Since he has been elected, Pope Francis has encouraged us to go out to the margins of society, to hear the cry of God’s people and bring them the light of the Gospel. ‘Edgy’ places can be scary and can make us vulnerable but they can crack open our protective shells, make us more porous, more ready to listen and to act.
Over recent months and years our T.V. screens have shown us the plight of so many immigrants, with pain and desperation on their faces, on the border countries of our world, hoping to cross into a new life.
In next Sunday’s Gospel we hear the woman from the region of Tyre and Sidon crying out to a foreigner, whose people look down on her people, pleading on behalf of her daughter. Jesus too is in a border place; he has withdrawn to the edges, away from the places of petty rules and regulations which seem to have lost their spirit. Into this space steps the Canaanite woman crying out on behalf of her tormented daughter “Lord, Son of David have pity on me. “
Jesus is silent. He has been preaching to the “Lost sheep of Israel” finding many of them lacking in faith and now this foreigner stands before him. Has she disturbed him, challenged him? He seems abrupt when he speaks as a Jew to a Gentile, referring to her race as ‘dogs’.

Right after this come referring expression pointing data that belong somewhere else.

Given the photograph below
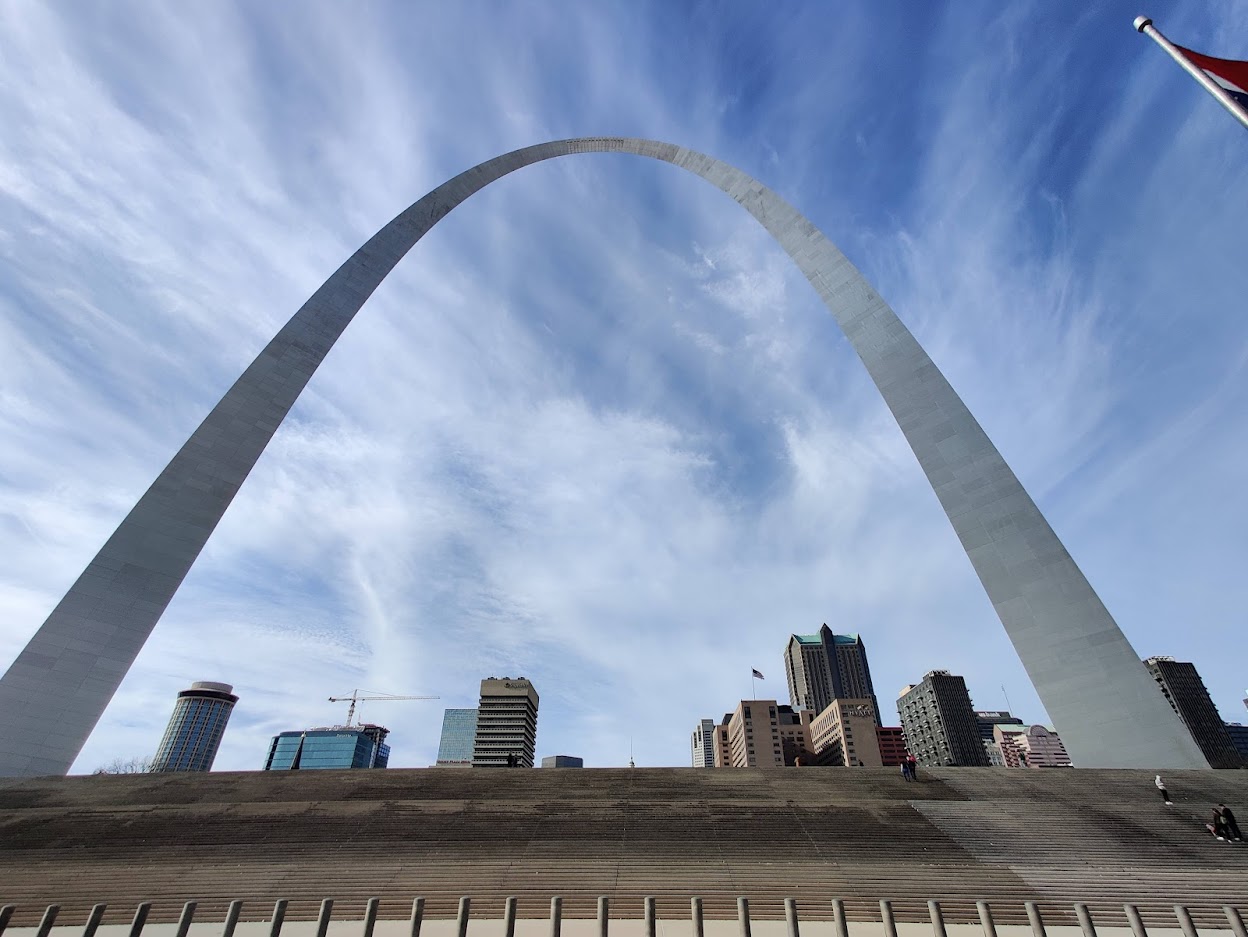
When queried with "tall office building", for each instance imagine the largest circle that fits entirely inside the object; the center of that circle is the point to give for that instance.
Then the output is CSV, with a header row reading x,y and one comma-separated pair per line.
x,y
1035,746
1238,734
939,721
828,666
1188,696
507,723
892,745
194,733
332,746
702,744
761,734
987,720
458,735
848,728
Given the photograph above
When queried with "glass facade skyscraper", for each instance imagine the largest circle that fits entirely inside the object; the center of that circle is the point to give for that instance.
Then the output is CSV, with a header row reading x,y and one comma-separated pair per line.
x,y
194,733
343,746
458,733
826,666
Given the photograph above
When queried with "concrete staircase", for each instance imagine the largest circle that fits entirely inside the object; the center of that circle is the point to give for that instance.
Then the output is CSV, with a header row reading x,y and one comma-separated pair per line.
x,y
956,835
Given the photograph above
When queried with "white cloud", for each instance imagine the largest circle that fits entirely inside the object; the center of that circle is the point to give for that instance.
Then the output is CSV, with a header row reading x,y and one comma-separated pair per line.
x,y
594,428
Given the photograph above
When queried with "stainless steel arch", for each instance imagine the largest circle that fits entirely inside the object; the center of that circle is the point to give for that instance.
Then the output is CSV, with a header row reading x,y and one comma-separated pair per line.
x,y
1106,706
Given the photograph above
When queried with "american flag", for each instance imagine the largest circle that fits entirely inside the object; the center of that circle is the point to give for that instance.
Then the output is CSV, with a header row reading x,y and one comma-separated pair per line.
x,y
1229,74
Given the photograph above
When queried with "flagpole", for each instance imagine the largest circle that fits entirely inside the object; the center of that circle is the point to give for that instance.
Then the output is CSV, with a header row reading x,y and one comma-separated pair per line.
x,y
1146,25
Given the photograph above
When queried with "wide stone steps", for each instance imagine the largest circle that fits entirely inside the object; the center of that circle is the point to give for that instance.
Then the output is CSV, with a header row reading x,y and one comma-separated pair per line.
x,y
957,835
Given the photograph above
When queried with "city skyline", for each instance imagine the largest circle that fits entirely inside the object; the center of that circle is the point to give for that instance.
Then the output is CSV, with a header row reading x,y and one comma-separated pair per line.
x,y
348,585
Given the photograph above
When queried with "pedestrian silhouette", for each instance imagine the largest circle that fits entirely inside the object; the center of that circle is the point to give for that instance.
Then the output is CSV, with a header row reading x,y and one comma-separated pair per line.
x,y
1161,786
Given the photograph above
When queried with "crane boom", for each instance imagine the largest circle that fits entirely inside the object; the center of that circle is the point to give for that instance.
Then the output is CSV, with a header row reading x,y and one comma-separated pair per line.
x,y
356,698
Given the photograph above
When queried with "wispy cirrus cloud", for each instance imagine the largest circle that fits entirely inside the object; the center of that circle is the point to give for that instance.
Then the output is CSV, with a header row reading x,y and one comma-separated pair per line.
x,y
595,428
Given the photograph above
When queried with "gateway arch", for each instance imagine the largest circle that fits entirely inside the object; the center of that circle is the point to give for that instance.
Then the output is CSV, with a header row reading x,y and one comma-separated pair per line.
x,y
1106,706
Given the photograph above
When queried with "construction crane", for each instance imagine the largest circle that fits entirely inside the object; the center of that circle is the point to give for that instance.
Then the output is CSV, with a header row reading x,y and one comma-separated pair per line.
x,y
356,698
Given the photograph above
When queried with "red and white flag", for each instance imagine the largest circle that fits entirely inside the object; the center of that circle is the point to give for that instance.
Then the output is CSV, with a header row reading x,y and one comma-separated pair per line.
x,y
1229,74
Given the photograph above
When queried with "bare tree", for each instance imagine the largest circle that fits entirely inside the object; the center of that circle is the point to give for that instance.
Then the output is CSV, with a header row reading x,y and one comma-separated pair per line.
x,y
126,766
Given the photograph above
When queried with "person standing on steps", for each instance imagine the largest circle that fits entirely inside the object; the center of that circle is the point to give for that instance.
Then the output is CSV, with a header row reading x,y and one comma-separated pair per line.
x,y
1161,786
1228,824
1218,827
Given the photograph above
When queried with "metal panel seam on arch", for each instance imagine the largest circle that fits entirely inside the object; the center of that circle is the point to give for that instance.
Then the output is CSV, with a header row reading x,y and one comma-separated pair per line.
x,y
1090,679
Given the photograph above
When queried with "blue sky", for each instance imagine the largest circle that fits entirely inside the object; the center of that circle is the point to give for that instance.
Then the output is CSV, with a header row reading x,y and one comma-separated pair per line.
x,y
595,429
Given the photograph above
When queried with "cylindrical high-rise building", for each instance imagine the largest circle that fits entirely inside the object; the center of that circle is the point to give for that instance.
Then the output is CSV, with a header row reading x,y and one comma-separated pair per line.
x,y
194,733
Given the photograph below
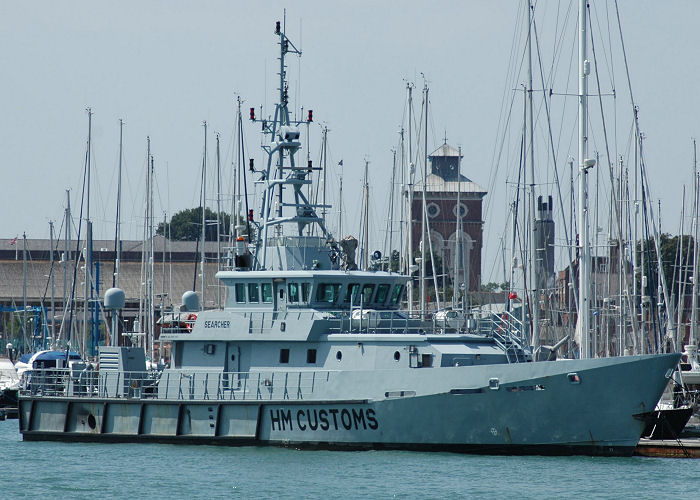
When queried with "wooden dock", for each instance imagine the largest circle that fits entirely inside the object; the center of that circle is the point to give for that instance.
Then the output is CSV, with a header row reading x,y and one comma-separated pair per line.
x,y
684,447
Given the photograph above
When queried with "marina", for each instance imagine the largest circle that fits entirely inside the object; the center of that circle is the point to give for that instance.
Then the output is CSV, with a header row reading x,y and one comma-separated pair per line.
x,y
312,349
287,327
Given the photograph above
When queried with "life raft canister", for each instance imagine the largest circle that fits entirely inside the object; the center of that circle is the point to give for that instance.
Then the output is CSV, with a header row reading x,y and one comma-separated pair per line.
x,y
191,318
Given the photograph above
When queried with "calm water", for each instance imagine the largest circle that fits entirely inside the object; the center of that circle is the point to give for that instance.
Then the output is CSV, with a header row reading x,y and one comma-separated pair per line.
x,y
96,471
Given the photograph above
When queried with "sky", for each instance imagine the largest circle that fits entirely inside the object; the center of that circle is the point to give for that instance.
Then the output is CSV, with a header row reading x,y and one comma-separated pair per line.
x,y
165,67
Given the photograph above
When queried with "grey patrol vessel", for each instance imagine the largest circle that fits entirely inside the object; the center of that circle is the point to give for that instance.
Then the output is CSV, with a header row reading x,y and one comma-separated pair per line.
x,y
311,352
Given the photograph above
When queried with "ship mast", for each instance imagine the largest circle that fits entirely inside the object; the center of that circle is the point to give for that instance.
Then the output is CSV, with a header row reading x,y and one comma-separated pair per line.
x,y
283,144
532,250
584,165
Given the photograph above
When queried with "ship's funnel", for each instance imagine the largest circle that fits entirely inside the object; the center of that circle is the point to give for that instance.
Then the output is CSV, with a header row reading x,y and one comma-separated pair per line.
x,y
348,245
190,301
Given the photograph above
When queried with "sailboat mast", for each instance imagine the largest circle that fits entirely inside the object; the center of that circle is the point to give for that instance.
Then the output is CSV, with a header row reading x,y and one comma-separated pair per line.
x,y
25,337
88,240
365,234
151,265
584,165
204,211
424,221
66,261
534,300
694,302
53,284
409,200
390,222
457,260
218,216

Surely there were enough of his own people to be converted. But now this woman, who seems to be of high social status, humbly kneels before him and cries out simply: ”Help me.” Jesus’ reply about it not being right to take bread from his own people and throw it to puppy dogs (foreigners) seems harsh, yet he cannot have intended to humiliate her; surely rather, he was insisting that neither her people nor anybody else had a right to demand anything of God. His reply could have crushed her to the earth, but her humility, her wit, her persistence, her great love for her daughter but above all her strong faith moved Jesus to respond and cross a new border on his own mission.
Do you remember a time when you crossed a border and found new life?